Predictably, I’m having trouble readjusting to “normal life.”
In the two weeks after I returned from the Gulf Coast, I battled ennui and lingering feelings of uselessness. Clichéd as it was, I caught myself wondering what the “point” of it all was. The obligations of normal life — work, parties, art openings, book signings, family — all seemed pointless and superficial. As I’ve gotten back into the swing of things, the feelings have dissipated a bit, but they’re definitely still there.
I don’t mean to sound self-righteous, but when I was in Mississippi, I was part of something real. I miss the adrenaline rush of arriving at the Kitchen each morning, knowing a 12-hour day lay ahead. I always wondered if I’d be able to get through each day, and somehow I always found the strength to do it. The work I was doing was simple and tangible: prepare and distribute meals, listen to the residents, clean the Cambros and the ERV. My ego didn’t matter — I didn’t have to worry about who liked my work, or invited me to what party, or returned which phone call.
Ironically, the work was incredibly satisfying to my ego, because the people of the community so appreciated what I was giving them, and they clearly enjoyed getting to know me. They missed me on my day off, asked about me when I wasn’t at the window, and gave me hugs & kisses (and email addresses!) when I left. The other Red Cross volunteers I worked with were amazing as well. By the end, I had found a group of pals to lean on and support.
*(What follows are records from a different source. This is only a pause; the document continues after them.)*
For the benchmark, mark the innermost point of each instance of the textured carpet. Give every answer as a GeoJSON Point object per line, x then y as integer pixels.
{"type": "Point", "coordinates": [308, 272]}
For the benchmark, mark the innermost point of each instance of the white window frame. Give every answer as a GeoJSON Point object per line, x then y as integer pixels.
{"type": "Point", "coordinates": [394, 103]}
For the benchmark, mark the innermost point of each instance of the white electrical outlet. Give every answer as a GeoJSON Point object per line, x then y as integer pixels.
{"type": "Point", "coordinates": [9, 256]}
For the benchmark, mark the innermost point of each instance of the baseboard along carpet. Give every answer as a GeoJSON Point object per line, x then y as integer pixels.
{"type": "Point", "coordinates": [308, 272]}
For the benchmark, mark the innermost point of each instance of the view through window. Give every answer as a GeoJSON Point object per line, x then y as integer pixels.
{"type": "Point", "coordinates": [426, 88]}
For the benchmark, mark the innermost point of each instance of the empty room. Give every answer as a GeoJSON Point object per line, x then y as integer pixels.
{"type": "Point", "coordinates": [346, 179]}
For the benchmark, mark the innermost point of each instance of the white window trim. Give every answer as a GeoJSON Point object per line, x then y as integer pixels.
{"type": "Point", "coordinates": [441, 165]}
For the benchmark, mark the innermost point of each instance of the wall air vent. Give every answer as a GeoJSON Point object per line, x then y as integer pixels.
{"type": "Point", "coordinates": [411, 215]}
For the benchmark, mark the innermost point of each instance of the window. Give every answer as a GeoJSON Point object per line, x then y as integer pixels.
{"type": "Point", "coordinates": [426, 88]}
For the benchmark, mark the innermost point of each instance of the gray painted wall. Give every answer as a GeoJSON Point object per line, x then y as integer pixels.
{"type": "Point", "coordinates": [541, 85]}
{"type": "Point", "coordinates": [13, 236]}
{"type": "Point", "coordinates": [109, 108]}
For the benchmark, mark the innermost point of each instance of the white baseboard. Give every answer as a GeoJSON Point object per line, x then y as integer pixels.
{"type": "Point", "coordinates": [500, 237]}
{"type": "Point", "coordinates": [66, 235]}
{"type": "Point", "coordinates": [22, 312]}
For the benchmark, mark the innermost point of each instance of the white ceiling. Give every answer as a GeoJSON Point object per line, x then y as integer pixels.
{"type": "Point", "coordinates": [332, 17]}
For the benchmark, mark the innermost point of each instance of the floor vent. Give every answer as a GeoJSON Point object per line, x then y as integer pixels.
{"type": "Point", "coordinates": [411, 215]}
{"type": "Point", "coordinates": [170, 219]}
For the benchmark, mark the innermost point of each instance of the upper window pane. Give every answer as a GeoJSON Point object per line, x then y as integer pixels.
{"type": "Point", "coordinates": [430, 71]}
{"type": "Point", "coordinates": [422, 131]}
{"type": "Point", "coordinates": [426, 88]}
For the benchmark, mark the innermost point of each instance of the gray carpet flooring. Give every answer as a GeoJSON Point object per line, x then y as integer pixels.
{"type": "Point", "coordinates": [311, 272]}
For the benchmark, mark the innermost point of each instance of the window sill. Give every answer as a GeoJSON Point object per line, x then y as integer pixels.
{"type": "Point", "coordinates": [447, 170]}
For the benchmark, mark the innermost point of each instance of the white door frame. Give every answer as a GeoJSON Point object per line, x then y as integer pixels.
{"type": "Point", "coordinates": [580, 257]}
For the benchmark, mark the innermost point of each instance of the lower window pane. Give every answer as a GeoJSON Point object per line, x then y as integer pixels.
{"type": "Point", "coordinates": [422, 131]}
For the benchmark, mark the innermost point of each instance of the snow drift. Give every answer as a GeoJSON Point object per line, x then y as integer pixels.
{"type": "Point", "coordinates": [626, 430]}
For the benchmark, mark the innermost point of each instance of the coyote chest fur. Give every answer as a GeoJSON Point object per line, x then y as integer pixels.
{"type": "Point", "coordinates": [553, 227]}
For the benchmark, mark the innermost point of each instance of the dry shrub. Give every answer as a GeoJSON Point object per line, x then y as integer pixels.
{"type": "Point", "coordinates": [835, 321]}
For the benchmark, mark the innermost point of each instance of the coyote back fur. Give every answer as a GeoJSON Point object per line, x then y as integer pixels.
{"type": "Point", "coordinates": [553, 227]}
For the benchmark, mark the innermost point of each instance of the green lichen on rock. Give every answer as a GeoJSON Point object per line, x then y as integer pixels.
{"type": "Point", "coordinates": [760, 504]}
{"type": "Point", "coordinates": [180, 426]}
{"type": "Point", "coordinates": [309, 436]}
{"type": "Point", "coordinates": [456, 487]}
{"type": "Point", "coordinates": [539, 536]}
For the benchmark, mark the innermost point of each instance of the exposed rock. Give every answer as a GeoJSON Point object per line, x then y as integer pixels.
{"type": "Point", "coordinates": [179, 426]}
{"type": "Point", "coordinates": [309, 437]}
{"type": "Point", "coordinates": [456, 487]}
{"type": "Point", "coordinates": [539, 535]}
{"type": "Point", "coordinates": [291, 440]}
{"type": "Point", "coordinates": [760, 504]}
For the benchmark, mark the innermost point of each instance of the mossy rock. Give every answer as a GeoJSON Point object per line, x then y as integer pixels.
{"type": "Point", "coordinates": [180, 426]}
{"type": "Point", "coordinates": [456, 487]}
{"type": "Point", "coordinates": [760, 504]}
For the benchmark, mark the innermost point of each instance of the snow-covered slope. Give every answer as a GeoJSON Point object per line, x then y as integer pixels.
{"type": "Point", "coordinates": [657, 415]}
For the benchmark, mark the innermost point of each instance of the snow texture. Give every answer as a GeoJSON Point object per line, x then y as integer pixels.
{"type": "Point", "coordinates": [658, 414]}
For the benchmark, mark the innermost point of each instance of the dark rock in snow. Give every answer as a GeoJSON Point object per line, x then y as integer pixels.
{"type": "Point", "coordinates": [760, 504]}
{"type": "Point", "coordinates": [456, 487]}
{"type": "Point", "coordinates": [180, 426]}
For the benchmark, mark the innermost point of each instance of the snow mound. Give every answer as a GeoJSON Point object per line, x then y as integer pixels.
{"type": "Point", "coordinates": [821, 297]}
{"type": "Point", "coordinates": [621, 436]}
There was a sense of solidarity and pride in doing a job well.
To top it off, a Biloxi resident by the moniker of nexusnrg came across my LJ and spread the word to other hooked-in local residents. Since my return, I’ve been inundated with powerful messages of gratitude and goodwill from people in the actual area I served. It’s all a bit overwhelming.
What I’ve returned to seems less real. Once again, I’m ensconced in my apartment, sitting at my computer or drawing table. I find myself questioning my role as a “culture producer.” What real good are comic book stories, or editorial illustrations, or nicely designed brochures, when there’s still so much suffering? And when I have positive personal evidence that one person can make a difference? There’s no easy answer.
This is probably some sort of mid-life crisis. Silly me: I didn’t schedule mine like thamesrhodes! Ah well. As the Chinese say (is this apocryphal?), crisis is the same word as opportunity. I’ve always found it useful to question life, routine, what you take for granted.
Sure enough, the intensity of these feelings is already beginning to pass. For better or worse, I’ve got work to do, projects to get back to. And the holidays are coming up. I can barely contain my enthusiasm.
Plus, a friend just told me about a 6-month option with the Peace Corps. I gotta look into that.